Buradan sonra yine büyük ve üzeri fileli bir alanda kelebek bölümüne geçtik. İlk sırada kelebek olmadan önce tırtıl oldukları hali laboratuvar koşulları altında gerçekleştirdikleri camekan alanları görüp, daha sonra binlerce kelebeğin uçuştuğu alana geldik.

Saat öğleden sonra 3 olduğu için buradan sonra yemek yemek üzere restoranların olduğu bölüme geçtik. Yemek için büfe seçeneği sunan 4-5 restorandan istediğinizi kullanabiliyorsunuz. Uzun süredir canımızın istediği deniz ürünlerine yönelip, deniz ürünleri restoranını seçtik. Yemekler oldukça güzeldi. Bir bardak fıçı Corona biranız da büfeye dahil.

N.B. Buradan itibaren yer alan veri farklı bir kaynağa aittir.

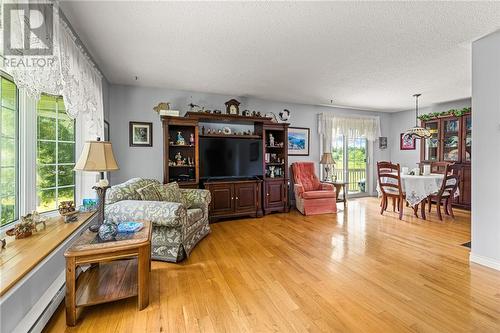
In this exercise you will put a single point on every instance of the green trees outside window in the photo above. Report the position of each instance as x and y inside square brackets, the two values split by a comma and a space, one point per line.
[55, 154]
[8, 151]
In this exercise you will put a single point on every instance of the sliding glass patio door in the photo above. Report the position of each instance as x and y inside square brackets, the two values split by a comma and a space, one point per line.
[351, 163]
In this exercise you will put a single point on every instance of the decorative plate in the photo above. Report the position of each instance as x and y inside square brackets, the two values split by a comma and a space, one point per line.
[272, 116]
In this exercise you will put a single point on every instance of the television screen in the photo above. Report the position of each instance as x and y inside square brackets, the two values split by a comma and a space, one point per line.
[229, 157]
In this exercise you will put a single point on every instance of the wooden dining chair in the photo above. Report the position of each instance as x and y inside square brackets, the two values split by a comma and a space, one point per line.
[440, 167]
[446, 192]
[388, 171]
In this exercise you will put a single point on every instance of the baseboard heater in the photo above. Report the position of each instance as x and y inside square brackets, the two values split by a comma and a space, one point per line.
[29, 305]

Yemekten sonra yunusların bulunduğu havuzdaki gösteriyi izledik. Eğer yunuslarla birlikte yüzmek, onlara dokunup, daha detaylı bilgi almak istiyorsanız bu da ek bir ücrete tabii. Ancak izlemek ücretsiz.

Bu bölümde çok da güzel bir plaj bulunuyor. Aslında plajda keyif yapıp, yüzmek de güzel olabilirdi. Ancak biz biraz geç gelip, her yeri gezmek istediğimizden plaj kısmını atladık.

Daha sonra da deniz kaplumbağalarıyla devam ettik. 1 metreden büyük kaplumbağalardan tutun da, 30 cm hatta 10 cm’lik bebek kaplumbağalara kadar bir çok kaplumbağa var.

Hemen yan alanda normalde timsah görmemiz gerekiyordu ancak biraz beklememize rağmen timsah bir yerlere saklanmış olacak ki kendisini göstermedi. Biz de yolumuza manati yani deniz inekleriyle devam ettik. Bu dev deniz canlıları vejeteryan. Oldukça iri cüsselerinden korkmamak elde değil ancak zararsız olmaları çok şirin olan bu hayvanları daha da sevmemizi sağlıyor. Doğal havuzlarda yaklaşık 5-6 manati bulunuyor. Bunlardan birisi 3 hafta önce doğurmuş ve yavrusuyla birlikte özel bakim havuzunda tutuluyor.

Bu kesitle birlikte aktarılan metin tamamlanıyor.